I read Adam Brookes’s first book in this series Night Heron when it was released four years ago. I thoroughly enjoyed the main character journalist Phillip Mangan’s introduction into the skills of tradecraft. He is the anti-Bourne. He doesn’t kick or shoot his way out of trouble; he knows how to read people and as his superiors say, he’s “a natural!” The humanity has been stripped away from many of the characters in the spy novels I read, but Brookes has written a realistic character who has only gotten better as the series has gone on.
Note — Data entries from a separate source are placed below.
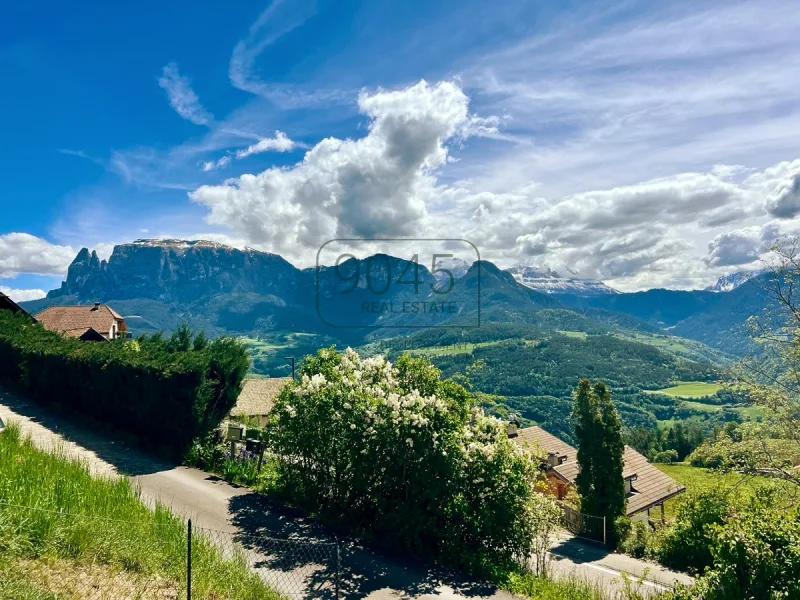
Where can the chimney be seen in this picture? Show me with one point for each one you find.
(512, 426)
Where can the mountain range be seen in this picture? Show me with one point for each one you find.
(525, 345)
(157, 284)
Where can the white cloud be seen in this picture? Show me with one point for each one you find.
(182, 97)
(386, 184)
(375, 186)
(279, 143)
(784, 201)
(24, 253)
(220, 163)
(280, 18)
(741, 246)
(22, 295)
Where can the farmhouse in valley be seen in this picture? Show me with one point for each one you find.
(7, 303)
(257, 399)
(646, 487)
(91, 323)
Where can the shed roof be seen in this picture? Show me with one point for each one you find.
(68, 320)
(7, 303)
(546, 441)
(651, 486)
(258, 396)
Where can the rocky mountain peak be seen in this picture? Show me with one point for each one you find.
(550, 282)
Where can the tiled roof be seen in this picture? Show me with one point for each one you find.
(650, 487)
(258, 396)
(7, 303)
(546, 441)
(568, 471)
(69, 319)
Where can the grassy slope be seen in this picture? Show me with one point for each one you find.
(697, 479)
(94, 531)
(691, 389)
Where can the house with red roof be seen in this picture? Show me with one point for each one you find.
(90, 323)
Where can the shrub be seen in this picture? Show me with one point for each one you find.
(399, 455)
(167, 391)
(686, 545)
(666, 457)
(756, 554)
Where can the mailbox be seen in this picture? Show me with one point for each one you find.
(254, 446)
(235, 432)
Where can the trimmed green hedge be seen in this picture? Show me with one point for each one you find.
(165, 390)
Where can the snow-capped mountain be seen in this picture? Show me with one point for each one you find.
(550, 282)
(456, 266)
(726, 283)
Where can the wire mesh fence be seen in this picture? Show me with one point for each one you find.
(55, 555)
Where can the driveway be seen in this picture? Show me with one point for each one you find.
(226, 513)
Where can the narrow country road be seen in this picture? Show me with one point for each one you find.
(230, 513)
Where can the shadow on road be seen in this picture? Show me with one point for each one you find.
(272, 528)
(112, 448)
(579, 551)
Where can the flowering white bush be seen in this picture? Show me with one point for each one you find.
(397, 454)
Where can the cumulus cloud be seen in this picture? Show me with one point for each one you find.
(220, 163)
(784, 201)
(182, 97)
(740, 246)
(25, 253)
(279, 143)
(375, 186)
(22, 295)
(386, 184)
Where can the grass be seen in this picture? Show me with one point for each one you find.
(578, 335)
(697, 479)
(79, 535)
(690, 389)
(573, 588)
(453, 349)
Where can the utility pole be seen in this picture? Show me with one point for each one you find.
(290, 358)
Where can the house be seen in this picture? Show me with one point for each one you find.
(646, 487)
(7, 303)
(257, 399)
(91, 323)
(558, 453)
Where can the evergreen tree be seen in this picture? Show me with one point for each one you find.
(600, 452)
(585, 416)
(609, 486)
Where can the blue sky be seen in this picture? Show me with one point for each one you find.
(640, 144)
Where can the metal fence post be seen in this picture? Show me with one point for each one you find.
(338, 568)
(189, 562)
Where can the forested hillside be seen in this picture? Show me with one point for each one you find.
(532, 371)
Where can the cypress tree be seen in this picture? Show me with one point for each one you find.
(585, 416)
(600, 452)
(608, 483)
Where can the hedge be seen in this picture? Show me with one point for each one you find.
(167, 391)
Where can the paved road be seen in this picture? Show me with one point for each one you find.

The Spy’s Daughter picks up where the second book Spy Games left off. Mangan is seemingly off the grid in Thailand, but the world of espionage continues to plot around him and he is quickly flushed out of hiding and back into the game. In the DC area, a high-level American intelligence officer with ties to China has died of an apparent suicide, a first-generation genius Chinese-American college student is eyed by the defense industry, and Mangan’s former handler Trish Patterson has been relocated to take some time off after her last assignment. The threads become intertwined and the reader is left trying to figure out how it will all work out.
I frequently recommend this series to friends who read spy novels. The Spy’s Daughter could definitely be read as a stand-alone, but starting the series at the beginning would be the way to go.
4 out of 5 stars
Thank you very much to NetGalley, Redhook Books, and the Mr. Brookes for providing the advanced copy for this review.